To do that we need to get busy. We need to remove the labels and the classifications of outsider and insider. We need to take the message of the Church to all, to the unbelievers, disbelievers, and believers in whatever else may be out there. We need to say that we are here, this is what we believe, and here’s how we live.
But…
But people will be offended, they’ll resist…
Certainly and we cannot force people into the club. Our membership is free. We have a free association of those who hold the faith. If someone were forced to be here we’d have diluted the truth of the faith — God’s open invitation through grace to be regenerated.
Our message is that the unchurched and the non-believer, the person caught up in a destructive way of living, the lonely, the sad, young, old, the rich, poor, and the in-between, the smart and the ordinary – everyone, everybody, everywhere is invited, that they have a place, a role in the Church. Our job — to invite all, to give them the opportunity to choose to believe as we believe and to uphold charity toward those who choose differently.
The message:
Our saying may be perceived as hard, and we can’t change who we are as an accommodation to the world. What we represent is all Jesus said and taught, the words of everlasting life.

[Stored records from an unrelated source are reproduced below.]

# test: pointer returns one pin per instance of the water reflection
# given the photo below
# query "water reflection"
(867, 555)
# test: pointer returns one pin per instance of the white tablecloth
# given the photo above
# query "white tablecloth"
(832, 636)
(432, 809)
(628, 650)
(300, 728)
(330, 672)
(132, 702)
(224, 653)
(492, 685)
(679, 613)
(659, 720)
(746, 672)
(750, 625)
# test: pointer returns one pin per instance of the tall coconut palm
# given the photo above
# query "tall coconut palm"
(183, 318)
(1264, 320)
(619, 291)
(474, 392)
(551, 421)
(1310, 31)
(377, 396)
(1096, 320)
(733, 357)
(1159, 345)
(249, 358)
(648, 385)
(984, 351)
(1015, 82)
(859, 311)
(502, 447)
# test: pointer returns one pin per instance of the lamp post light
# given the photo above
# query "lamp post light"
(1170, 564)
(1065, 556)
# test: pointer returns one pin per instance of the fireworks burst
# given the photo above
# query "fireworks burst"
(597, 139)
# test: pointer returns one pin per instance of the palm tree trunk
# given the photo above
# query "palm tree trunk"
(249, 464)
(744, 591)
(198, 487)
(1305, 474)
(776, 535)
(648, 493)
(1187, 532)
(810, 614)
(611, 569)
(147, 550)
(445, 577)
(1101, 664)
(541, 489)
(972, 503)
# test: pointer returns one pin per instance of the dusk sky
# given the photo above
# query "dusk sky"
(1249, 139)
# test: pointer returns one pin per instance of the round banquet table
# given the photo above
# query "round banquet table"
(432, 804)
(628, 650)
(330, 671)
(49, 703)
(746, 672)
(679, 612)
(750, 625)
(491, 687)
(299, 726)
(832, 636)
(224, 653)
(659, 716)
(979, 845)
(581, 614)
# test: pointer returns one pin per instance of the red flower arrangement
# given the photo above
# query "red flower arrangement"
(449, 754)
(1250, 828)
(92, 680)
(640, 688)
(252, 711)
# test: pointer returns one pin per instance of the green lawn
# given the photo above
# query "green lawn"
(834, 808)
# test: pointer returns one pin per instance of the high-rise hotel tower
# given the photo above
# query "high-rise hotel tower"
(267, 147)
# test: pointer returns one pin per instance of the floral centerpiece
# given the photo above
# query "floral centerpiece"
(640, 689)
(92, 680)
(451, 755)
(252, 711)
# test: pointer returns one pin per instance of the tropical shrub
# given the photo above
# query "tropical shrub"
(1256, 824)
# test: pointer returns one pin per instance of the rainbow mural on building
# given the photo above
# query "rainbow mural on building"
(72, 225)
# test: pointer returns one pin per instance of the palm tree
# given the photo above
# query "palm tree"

The hard saying is a challenge because it initially confronts selfishness, the comfortable place a person has found, the easy chair of pre-conceived notions — but in the end the challenge is found to be an easy and light burden.
Think of the person who responds to your call by saying: —How can I be a member of the club, I’m too far gone.— At first we might think that sad. Rather than sadness we need to act, to invite: —You’re already a member and you are my brother. Come with me without cost.— We can echo the words of Isaiah 55:1:
come to the waters;
and he who has no money,
come, buy and eat!
Come, buy wine and milk
without money and without price.
Everyone, everybody, everywhere — our job, Jesus’ challenge, go out and invite them, sometimes over and over, and let them know that they are as much a part of us as we are of them in God’s kingdom. Some may not choose belief, membership, but our job, to put aside separateness and to offer belonging. Amen.